Controlling access to the server, server tasks and external data
Access to the various aspects of the CLC Server can be controlled using settings under:
Configuration () | Global Permissions ()
See figure 6.5.
Figure 6.5: Access can be controlled for many aspects of the CLC Server, including restricting access to certain tools and granting administrative access for certain types of actions
Group-level access can be configured for the following:
- Login restrictions Restrict who can log into the CLC Server.
- Web admin access Give admin-level access to defined areas in the web administrative interface. This is described further below.
- Algorithms Restrict access to specific tools to specified groups (figure 6.8). Enter a term in the search field to list tools with names containing that term.
- Workflows Control access to workflows installed on the CLC Server and control who can submit CLC Workbench workflows for execution on a CLC Server.
Controlling access to installed workflows Each workflow installed on the CLC Server is listed and access to each is configured individually (figure 6.6). By default, all authorized users have access to all workflows installed on the CLC Server.
Control who can submit CLC Workbench workflows for execution on a CLC Server The "Server Execution of Workbench Workflows" workflow (figure 6.6) is used by the system when a workflow installed on a CLC Workbench, or a workflow open in the CLC Workbench Workflow Editor, is submitted for execution on the CLC Server. Thus, access to the "Server Execution of Workbench Workflows" workflow determines who can run CLC Workbench workflows on the CLC Server. By default, all authorized users can access this workflow.
Figure 6.6: All authorized users have access to the first installed workflow listed. Members of the testers and scientists groups can run the second installed workflow. All authorized users have access to the "Server Execution of Workbench Workflows" workflow, allowing them to run CLC Workbench workflows on this CLC Server.Permission to install and manage workflows on the CLC Server are configured under the "Web admin access" section, described below.
- External applications Restrict access to External Applications that have been configured and made available on the CLC Server. To grant administrative access to configure and install external applications, set the permissions under the "Web admin access" section.
- Import/export directories Restrict access to file system areas not part of the CLC data setup that the CLC Server is able to access. These are described in Import/export directories.
- AWS Connections Restrict access to AWS Connections configured under the External Data tab.
- Grid presets For grid node setups only: Restrict access to grid presets, which are used for sending jobs to a particular queue with particular parameters. Note that grid presets are identified by name. If you change the name of a preset (under the Job processing tab), then this, in effect, creates a new preset. In this situation, if you had access permissions previously set, you would need to reconfigure those settings for this, now new, preset.
- Cloud presets Only relevant when the Cloud Server Plugin is installed and an AWS Connection has been configured for accessing an AWS account with CLC Genomics Cloud resources in place. Access to each cloud preset can be customized.
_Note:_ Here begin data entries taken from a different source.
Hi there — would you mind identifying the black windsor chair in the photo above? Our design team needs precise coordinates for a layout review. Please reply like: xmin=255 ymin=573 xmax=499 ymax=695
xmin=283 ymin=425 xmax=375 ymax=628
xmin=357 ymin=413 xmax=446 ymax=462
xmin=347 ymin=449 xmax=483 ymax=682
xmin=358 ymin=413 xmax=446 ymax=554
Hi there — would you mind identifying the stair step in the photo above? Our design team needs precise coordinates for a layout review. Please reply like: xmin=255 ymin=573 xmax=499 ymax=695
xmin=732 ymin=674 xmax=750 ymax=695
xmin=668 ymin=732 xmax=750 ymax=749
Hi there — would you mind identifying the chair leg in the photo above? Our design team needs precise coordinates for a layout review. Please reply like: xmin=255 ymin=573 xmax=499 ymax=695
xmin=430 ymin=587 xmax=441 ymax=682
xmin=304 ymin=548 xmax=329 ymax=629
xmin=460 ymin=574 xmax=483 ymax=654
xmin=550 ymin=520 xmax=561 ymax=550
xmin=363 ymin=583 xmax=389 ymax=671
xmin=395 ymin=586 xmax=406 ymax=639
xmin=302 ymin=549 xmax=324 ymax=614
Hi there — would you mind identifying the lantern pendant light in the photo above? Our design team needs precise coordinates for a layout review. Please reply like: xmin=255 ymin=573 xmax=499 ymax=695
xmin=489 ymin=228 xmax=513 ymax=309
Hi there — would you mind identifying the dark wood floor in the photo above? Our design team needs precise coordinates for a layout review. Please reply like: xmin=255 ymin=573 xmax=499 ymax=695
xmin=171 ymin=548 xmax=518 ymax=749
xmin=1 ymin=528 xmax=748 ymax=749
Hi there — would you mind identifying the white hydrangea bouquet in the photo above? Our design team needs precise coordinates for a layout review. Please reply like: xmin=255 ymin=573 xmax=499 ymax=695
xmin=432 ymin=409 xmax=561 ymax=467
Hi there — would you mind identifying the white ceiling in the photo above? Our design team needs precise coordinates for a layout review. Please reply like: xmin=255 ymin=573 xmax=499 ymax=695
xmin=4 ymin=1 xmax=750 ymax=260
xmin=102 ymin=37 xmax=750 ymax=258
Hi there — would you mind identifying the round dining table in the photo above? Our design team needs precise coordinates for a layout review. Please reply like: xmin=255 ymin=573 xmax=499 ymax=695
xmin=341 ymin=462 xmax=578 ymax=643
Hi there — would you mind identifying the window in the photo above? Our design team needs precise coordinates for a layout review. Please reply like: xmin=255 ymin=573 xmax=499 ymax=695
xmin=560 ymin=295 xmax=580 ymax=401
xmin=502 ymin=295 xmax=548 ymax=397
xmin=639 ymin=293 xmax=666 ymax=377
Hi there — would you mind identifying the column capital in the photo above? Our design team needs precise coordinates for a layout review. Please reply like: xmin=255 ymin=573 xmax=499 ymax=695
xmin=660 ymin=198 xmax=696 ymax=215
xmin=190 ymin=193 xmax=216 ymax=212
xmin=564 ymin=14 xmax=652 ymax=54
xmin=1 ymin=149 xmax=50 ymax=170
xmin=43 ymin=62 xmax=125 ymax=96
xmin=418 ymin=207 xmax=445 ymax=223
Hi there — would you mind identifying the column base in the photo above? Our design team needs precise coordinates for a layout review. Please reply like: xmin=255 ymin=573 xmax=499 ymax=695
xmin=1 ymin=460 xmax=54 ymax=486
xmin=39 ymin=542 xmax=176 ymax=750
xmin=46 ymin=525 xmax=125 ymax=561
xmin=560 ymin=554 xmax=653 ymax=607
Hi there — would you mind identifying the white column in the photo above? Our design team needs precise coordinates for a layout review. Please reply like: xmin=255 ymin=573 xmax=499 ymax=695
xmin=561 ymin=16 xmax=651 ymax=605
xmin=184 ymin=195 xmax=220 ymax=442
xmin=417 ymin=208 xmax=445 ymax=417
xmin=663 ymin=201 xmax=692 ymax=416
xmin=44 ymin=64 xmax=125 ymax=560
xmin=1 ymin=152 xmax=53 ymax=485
Note that to use a cloud preset, a user must have access to both the cloud preset and the AWS Connection configured in that preset.
To edit permissions, click on the relevant heading and then click on the relevant Edit Permissions button in the expanded list (figure 6.8). In the edit dialog, if the option Only authorized users from selected groups, is selected, a list of groups is shown, allowing access to be granted or removed, as relevant.
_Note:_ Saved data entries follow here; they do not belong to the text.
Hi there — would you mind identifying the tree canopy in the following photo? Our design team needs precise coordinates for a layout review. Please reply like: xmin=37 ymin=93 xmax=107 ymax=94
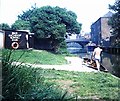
xmin=11 ymin=20 xmax=30 ymax=30
xmin=109 ymin=0 xmax=120 ymax=35
xmin=109 ymin=0 xmax=120 ymax=47
xmin=17 ymin=6 xmax=81 ymax=37
xmin=109 ymin=0 xmax=120 ymax=46
xmin=12 ymin=6 xmax=82 ymax=52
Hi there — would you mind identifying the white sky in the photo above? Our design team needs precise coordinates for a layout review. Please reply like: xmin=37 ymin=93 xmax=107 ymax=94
xmin=0 ymin=0 xmax=115 ymax=33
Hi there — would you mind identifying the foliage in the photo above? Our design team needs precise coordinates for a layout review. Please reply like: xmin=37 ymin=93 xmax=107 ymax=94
xmin=109 ymin=0 xmax=120 ymax=46
xmin=11 ymin=20 xmax=30 ymax=30
xmin=11 ymin=5 xmax=36 ymax=30
xmin=0 ymin=23 xmax=10 ymax=30
xmin=18 ymin=6 xmax=81 ymax=35
xmin=18 ymin=4 xmax=36 ymax=21
xmin=2 ymin=49 xmax=75 ymax=100
xmin=13 ymin=6 xmax=82 ymax=52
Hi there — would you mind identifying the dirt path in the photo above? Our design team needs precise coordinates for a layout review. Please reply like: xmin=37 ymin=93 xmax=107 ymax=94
xmin=15 ymin=57 xmax=97 ymax=72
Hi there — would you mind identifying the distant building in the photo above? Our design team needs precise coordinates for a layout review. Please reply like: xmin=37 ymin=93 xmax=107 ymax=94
xmin=91 ymin=11 xmax=113 ymax=47
xmin=84 ymin=32 xmax=91 ymax=40
xmin=65 ymin=33 xmax=81 ymax=40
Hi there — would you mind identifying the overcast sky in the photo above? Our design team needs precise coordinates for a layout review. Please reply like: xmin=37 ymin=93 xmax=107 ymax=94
xmin=0 ymin=0 xmax=115 ymax=33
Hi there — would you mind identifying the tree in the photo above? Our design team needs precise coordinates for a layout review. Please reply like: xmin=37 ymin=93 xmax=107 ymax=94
xmin=15 ymin=6 xmax=82 ymax=52
xmin=0 ymin=23 xmax=10 ymax=30
xmin=11 ymin=5 xmax=36 ymax=30
xmin=11 ymin=20 xmax=30 ymax=30
xmin=18 ymin=6 xmax=81 ymax=36
xmin=109 ymin=0 xmax=120 ymax=46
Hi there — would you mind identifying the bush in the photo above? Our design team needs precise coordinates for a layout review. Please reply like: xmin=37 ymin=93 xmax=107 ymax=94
xmin=2 ymin=49 xmax=75 ymax=100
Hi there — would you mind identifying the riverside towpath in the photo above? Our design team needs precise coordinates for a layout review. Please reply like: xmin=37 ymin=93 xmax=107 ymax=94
xmin=13 ymin=57 xmax=97 ymax=72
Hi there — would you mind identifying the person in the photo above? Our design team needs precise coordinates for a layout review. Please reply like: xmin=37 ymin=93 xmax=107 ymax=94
xmin=92 ymin=45 xmax=102 ymax=71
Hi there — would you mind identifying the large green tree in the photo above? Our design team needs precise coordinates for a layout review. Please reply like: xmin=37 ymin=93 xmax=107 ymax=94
xmin=109 ymin=0 xmax=120 ymax=46
xmin=13 ymin=6 xmax=82 ymax=52
xmin=18 ymin=6 xmax=81 ymax=36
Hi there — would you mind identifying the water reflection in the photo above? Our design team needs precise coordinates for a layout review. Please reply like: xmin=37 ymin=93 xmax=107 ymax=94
xmin=67 ymin=42 xmax=86 ymax=53
xmin=67 ymin=45 xmax=120 ymax=78
xmin=102 ymin=52 xmax=120 ymax=78
xmin=67 ymin=42 xmax=82 ymax=48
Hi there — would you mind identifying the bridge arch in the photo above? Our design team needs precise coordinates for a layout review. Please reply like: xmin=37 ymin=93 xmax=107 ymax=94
xmin=65 ymin=39 xmax=89 ymax=48
xmin=66 ymin=42 xmax=82 ymax=48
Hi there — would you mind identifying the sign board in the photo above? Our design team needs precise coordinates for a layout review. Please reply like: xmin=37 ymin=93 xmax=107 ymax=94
xmin=4 ymin=29 xmax=28 ymax=49
xmin=8 ymin=32 xmax=21 ymax=41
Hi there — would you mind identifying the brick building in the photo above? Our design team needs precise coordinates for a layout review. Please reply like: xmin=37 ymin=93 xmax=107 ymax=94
xmin=91 ymin=11 xmax=113 ymax=46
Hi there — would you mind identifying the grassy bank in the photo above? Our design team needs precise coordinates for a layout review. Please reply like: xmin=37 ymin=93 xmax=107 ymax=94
xmin=2 ymin=49 xmax=120 ymax=100
xmin=39 ymin=69 xmax=120 ymax=100
xmin=9 ymin=49 xmax=68 ymax=65
xmin=2 ymin=49 xmax=75 ymax=100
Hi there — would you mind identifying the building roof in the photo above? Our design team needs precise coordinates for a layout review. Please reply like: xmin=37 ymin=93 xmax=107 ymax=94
xmin=91 ymin=11 xmax=113 ymax=26
xmin=103 ymin=11 xmax=113 ymax=17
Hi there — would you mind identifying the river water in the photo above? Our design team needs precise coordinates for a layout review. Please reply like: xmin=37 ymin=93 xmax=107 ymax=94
xmin=67 ymin=47 xmax=120 ymax=78
xmin=101 ymin=52 xmax=120 ymax=78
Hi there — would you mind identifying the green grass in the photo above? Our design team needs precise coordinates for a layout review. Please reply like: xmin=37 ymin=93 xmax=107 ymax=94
xmin=2 ymin=49 xmax=120 ymax=100
xmin=2 ymin=49 xmax=75 ymax=100
xmin=38 ymin=69 xmax=120 ymax=100
xmin=10 ymin=49 xmax=68 ymax=65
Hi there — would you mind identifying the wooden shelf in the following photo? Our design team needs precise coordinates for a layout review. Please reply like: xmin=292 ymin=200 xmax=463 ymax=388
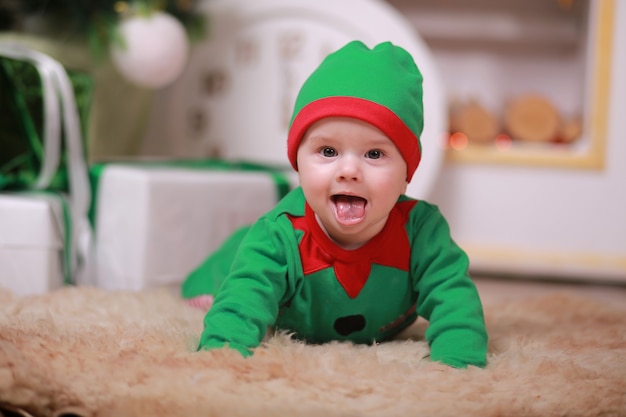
xmin=446 ymin=141 xmax=605 ymax=170
xmin=388 ymin=0 xmax=613 ymax=171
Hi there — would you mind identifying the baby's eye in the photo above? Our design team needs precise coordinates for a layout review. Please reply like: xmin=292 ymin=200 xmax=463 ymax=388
xmin=321 ymin=147 xmax=337 ymax=157
xmin=366 ymin=149 xmax=383 ymax=159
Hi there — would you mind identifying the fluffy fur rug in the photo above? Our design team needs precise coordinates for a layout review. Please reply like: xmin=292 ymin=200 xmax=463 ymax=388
xmin=0 ymin=284 xmax=624 ymax=417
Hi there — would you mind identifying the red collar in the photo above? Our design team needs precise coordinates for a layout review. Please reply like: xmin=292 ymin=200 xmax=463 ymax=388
xmin=289 ymin=200 xmax=416 ymax=298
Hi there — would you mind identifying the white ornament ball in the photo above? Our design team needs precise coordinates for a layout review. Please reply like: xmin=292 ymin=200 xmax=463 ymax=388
xmin=110 ymin=11 xmax=189 ymax=89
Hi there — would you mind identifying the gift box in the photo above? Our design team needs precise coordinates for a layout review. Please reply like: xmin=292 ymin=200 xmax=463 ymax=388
xmin=0 ymin=44 xmax=92 ymax=192
xmin=0 ymin=43 xmax=95 ymax=290
xmin=0 ymin=193 xmax=69 ymax=296
xmin=91 ymin=162 xmax=298 ymax=291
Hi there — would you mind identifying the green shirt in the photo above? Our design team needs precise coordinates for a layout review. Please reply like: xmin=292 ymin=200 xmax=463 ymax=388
xmin=187 ymin=187 xmax=488 ymax=368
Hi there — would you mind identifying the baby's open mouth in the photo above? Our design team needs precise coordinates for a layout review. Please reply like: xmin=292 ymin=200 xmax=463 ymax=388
xmin=332 ymin=195 xmax=367 ymax=222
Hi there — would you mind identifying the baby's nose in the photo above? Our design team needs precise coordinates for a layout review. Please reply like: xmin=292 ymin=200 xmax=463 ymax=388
xmin=336 ymin=155 xmax=362 ymax=181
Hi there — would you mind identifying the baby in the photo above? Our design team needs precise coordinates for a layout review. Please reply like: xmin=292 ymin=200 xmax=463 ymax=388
xmin=183 ymin=40 xmax=488 ymax=368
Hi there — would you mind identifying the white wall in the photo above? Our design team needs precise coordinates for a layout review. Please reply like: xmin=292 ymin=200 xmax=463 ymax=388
xmin=428 ymin=1 xmax=626 ymax=281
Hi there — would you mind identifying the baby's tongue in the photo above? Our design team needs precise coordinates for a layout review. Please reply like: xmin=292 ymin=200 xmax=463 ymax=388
xmin=334 ymin=195 xmax=366 ymax=221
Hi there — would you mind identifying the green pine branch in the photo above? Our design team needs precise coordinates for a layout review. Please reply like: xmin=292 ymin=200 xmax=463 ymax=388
xmin=0 ymin=0 xmax=206 ymax=57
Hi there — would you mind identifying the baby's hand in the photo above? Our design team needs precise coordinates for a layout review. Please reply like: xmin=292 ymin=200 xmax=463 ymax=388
xmin=421 ymin=355 xmax=460 ymax=372
xmin=184 ymin=294 xmax=214 ymax=312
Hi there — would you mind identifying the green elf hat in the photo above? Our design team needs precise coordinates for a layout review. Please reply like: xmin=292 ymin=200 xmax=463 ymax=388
xmin=287 ymin=40 xmax=424 ymax=182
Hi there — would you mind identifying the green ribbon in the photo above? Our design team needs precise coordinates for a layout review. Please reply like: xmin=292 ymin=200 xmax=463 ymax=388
xmin=88 ymin=159 xmax=295 ymax=228
xmin=0 ymin=58 xmax=42 ymax=189
xmin=0 ymin=54 xmax=93 ymax=193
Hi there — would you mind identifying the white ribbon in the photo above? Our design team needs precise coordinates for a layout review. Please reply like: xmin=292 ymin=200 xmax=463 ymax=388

Figure 6.7: Setting group-level permissions for tools is done under the Algorithms section. By default, all authorized users have access to all tools. Here, access has been limited to members of the admin and bioinformaticians groups.
Web admin access
By default, only members of the admin group can access administrative areas of the web interface. Settings under the "Web admin access" heading allow access to be extended to members of other groups to the following areas:
- Audit log See and work with the audit log, available from under the Management tab . See Audit log.
- External applications Configure and administer external applications. See External applications.
- Queue See a list of the processes running on, or queued to be run on, the CLC Server. See Queue.
- Workflows Install and administer workflows on the CLC Server. See Workflows.
Figure 6.8: Access can be granted to members of non-admin groups to the Audit log, External applications, Queue, and Workflows tabs in the web administriative interface.